I have all my container initialisation done at application startup, registering types for each interface in the system. Some are deliberately single instance lifecycles where others can be new instance each time they are resolved. However, since the latter are dependencies of the former, in practice they become a single instance too since they are only resolved once - at construction time of the single instance.
Don't mix lifetimes if you can avoid it. Or don't take in short lived dependencies. In this case you could use a simple messaging solution to update the single instances.
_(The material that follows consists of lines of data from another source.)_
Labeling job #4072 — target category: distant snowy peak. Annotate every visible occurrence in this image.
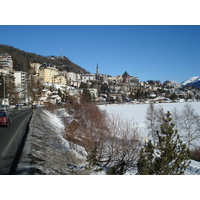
[181,76,200,88]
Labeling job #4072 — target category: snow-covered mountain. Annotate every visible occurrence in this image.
[181,76,200,88]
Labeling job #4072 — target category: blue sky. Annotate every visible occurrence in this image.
[0,25,200,82]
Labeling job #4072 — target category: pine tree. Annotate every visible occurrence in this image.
[137,112,190,175]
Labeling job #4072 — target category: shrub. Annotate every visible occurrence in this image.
[190,147,200,162]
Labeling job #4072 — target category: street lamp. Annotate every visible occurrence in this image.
[3,76,6,110]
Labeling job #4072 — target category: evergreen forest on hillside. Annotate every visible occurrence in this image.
[0,44,86,73]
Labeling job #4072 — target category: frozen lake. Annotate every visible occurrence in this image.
[99,102,200,138]
[99,102,200,126]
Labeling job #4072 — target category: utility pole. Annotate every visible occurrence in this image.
[3,76,6,111]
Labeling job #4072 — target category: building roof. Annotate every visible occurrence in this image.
[122,71,130,76]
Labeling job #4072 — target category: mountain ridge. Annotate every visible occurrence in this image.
[181,76,200,88]
[0,44,87,73]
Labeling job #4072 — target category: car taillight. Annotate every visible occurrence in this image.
[1,117,7,122]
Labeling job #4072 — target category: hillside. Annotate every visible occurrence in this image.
[181,76,200,88]
[0,44,86,73]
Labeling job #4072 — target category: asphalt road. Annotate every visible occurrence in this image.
[0,108,32,175]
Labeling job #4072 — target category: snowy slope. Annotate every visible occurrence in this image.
[181,76,200,87]
[99,102,200,175]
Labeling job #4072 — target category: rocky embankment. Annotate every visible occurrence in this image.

You might want to read my guidelines.
Let me answer question 3. Having a singletons depend on a transient is a problem that container profilers try to detect and warn about. Services should only depend on other services that have a lifetime that is greater than or equals to that of their own. Injecting a factory interface or delegate to solve this is in general a good solution, and passing in the container itself is a bad solution, since you end up with the Service Locator anti-pattern.
Instead of injecting a factory, you can solve this by implementing a proxy. Here's an example:
public interface ITransientDependency
{
void SomeAction();
}
public class Implementation : ITransientDependency
{
public SomeAction() { ... }
}
Using this definition, you can define a proxy class in the Composition Root based on the ITransientDependency:
public class TransientDependencyProxy<T> : ITransientDependency
where T : ITransientDependency
{
private readonly UnityContainer container;
public TransientDependencyProxy(UnityContainer container)
{
this.container = container;
}
public SomeAction()
{
this.container.Resolve<T>().SomeAction();
}
}
Now you can register this TransientDependencyProxy<T> as singleton:
container.RegisterType<ITransientDependency,
TransientDependencyProxy<Implementation>>(
new ContainerControlledLifetimeManager());
While it is registered as singleton, it will still act as a transient, since it will forward its calls to a transient implementation.
This way you can completely hide that the ITransientDependency needs to be a transient from the rest of the application.
If you need this behavior for many different service types, it will get cumbersome to define proxies for each and everyone of them. In that case you could try Unity's interception functionality. You can define a single interceptor that allows you to do this for a wide range of service types.